Уолтер. Да, да, и я чуть не сделал этого. Но когда человек спятил — если, конечно, не навсегда, — в этом есть свой плюс. Ты начинаешь видеть этот ужас, не тот, когда волосы дыбом, а тот медленный, ежедневный страх, в котором разом все — и честолюбие, и осторожность, и жажда денег. И главное, что мне хотелось сказать тебе, когда я думал о встрече с тобой, — это что именно ты помог мне понять самого себя.

Виктор. Я?

Уолтер. Да. Тем, что ты сделал. Я долго не мог этого понять, Вик. Ведь если по совести, ты был способнее меня. И когда ты столько лет продолжал тянуть свою лямку в полиции, мне казалось… Понимаешь, пока я не заболел, мне даже не приходило, не могло прийти в голову, что ты просто сделал выбор.

Виктор. Выбор? Какой?

Уолтер. Ты хотел жить настоящей жизнью. А это дорого обходится! (Он заметил, что, наконец, затронул в Викторе какую-то струнку.) Представь себе, я дошел до страха перед собственной работой. Под конец я не мог оперировать. Бывают случаи, когда, оставь человека в покое — и он может прожить еще год-два, а положи его на стол — и он может умереть у тебя под ножом. Практически решение зависит от тебя. И случается, что вытаскиваешь пустой номер. И на это можно идти, если твердо знаешь — ради чего. Или, наоборот, — если вообще об этом не думаешь. Так я и делал. До поры до времени.
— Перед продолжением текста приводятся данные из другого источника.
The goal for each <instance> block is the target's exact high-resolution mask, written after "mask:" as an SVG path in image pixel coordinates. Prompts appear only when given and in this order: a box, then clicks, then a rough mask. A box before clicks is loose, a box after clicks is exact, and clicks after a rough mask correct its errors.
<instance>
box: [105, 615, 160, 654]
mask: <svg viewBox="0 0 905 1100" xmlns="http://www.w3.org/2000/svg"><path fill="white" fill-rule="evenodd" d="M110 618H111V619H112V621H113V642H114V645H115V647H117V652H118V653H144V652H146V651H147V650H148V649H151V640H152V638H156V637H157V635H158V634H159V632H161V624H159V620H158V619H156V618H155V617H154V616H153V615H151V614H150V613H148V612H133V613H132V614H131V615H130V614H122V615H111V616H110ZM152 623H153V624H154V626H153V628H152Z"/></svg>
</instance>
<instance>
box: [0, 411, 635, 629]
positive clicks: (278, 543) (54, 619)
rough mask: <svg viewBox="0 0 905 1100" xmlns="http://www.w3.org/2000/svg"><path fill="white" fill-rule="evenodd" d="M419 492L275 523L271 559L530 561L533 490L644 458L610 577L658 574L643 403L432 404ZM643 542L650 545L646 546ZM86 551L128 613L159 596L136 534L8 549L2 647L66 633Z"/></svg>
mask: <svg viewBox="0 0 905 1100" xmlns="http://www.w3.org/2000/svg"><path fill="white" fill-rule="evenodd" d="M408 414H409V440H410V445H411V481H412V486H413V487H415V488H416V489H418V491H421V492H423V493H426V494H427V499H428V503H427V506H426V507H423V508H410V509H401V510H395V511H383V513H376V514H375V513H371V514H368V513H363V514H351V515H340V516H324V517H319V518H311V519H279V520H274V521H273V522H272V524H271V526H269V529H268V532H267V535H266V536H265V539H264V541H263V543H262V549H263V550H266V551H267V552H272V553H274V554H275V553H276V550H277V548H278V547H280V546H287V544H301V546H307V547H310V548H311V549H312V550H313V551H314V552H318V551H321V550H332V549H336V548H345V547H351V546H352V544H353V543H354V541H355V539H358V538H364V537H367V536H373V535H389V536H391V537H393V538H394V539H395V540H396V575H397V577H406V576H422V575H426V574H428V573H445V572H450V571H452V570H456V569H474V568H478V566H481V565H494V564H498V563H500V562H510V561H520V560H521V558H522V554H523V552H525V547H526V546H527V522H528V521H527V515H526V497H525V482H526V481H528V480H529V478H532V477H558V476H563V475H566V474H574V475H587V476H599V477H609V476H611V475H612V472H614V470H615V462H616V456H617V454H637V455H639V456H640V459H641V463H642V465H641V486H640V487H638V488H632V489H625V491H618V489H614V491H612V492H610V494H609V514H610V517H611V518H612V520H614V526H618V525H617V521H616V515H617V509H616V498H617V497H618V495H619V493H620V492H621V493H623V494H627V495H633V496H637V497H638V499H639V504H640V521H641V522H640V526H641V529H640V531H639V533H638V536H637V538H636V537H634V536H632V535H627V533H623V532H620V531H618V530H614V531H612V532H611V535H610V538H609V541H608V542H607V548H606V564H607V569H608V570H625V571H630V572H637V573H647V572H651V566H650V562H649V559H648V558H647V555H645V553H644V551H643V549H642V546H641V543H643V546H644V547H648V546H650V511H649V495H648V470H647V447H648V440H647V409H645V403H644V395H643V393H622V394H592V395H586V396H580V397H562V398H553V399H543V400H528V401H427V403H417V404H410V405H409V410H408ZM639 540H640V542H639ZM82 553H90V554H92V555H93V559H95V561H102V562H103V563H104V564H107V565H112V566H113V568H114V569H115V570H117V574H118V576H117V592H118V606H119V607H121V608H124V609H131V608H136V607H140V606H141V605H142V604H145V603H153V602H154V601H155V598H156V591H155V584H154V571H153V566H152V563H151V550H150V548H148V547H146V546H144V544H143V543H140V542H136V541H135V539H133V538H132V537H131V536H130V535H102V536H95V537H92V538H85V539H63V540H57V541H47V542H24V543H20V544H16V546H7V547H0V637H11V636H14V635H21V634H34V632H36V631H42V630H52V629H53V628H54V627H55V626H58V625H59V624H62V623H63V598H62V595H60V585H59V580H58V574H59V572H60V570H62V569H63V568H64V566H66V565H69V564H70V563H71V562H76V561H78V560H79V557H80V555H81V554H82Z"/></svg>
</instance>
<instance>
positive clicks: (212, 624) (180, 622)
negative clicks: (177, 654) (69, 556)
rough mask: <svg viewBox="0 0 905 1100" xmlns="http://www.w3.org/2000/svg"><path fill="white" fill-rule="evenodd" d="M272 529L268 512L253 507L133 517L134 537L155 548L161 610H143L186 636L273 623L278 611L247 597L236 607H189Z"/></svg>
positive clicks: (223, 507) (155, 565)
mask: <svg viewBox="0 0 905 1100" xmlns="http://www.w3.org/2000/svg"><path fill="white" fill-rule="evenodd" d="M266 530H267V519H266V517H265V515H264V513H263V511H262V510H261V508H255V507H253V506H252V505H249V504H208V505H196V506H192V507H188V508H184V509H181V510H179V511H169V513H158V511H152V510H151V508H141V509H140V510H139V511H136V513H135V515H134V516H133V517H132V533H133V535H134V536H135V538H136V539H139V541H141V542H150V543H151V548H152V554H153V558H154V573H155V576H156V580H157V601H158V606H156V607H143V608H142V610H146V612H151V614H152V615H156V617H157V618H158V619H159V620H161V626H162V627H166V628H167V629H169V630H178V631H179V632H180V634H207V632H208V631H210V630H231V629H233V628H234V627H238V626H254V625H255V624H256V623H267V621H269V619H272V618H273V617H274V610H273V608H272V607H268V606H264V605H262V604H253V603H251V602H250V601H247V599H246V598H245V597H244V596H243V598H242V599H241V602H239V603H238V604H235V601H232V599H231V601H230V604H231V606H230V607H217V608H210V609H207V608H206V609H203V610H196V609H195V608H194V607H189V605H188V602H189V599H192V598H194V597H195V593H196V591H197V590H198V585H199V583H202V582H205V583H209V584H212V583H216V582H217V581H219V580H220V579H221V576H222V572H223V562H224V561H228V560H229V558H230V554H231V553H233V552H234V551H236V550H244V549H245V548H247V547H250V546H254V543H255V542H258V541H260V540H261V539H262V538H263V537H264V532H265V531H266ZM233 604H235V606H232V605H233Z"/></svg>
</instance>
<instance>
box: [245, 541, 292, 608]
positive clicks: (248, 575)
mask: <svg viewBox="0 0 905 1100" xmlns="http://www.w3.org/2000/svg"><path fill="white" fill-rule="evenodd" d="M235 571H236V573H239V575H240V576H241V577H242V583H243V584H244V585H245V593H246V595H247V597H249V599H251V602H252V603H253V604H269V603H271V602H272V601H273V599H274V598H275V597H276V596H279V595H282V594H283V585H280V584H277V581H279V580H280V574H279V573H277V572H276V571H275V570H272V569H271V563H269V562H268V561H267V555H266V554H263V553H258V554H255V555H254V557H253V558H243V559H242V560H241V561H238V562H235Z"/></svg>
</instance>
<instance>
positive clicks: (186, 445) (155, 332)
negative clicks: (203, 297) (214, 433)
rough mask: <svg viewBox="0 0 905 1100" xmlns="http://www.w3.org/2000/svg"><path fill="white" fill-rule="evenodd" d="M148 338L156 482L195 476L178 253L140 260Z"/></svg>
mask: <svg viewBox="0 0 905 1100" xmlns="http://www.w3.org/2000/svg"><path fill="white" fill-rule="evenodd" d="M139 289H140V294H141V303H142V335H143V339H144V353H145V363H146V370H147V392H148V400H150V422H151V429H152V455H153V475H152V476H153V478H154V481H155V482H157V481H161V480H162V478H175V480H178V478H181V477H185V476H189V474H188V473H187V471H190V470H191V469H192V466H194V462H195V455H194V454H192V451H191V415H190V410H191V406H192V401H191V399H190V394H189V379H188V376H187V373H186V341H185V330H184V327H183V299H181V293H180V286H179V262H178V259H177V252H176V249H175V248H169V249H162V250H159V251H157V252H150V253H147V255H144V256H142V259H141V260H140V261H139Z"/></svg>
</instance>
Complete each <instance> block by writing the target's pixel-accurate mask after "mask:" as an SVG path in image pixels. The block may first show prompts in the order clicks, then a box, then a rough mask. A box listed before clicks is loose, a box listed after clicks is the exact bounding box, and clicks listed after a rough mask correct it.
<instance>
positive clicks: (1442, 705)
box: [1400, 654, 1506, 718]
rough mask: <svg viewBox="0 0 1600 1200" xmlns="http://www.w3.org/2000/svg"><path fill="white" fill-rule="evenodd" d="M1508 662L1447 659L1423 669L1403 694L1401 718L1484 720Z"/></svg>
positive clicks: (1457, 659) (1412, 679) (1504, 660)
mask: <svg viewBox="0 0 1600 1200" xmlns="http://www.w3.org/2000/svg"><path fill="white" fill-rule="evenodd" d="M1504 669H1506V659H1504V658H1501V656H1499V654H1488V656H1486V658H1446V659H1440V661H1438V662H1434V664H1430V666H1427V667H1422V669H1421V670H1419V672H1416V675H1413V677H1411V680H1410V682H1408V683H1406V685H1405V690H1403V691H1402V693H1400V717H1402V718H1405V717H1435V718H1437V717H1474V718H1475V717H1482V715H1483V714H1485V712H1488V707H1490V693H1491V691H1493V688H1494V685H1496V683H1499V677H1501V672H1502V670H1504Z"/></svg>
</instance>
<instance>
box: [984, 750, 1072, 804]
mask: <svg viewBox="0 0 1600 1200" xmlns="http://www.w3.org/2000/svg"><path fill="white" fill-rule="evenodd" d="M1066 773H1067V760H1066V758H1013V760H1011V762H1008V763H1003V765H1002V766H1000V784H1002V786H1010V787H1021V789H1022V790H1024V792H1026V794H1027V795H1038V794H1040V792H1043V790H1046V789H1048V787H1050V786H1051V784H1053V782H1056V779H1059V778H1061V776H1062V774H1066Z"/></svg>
Потом у меня пошли неудачи, одна за другой, и за всеми ними стояло одно и то же — люди поступали ко мне от других специалистов с диагнозом: неоперабелен. И мне вдруг сделалась ясна цепь причин, заставлявших меня браться за это дело. Я трижды шел на риск, имея минимум шансов, и трижды терпел поражение. Но если так — спрашивается: как я могу идти на риск там, где умывают руки даже самые компетентные люди. Самый простой ответ: иду на риск, чтобы добиться невозможного, чтобы посрамить конкурентов. Ну что ж, великолепно! При одном условии: не углубляться и подавить в себе потребность узнать, что же лежит там, за этим? Но я углубился. И понял: там, глубже, лежит страх. Он лежит в самом центре моего существа и все эти тридцать лет направляет мои руки хирурга, и мой разум, и мое честолюбие.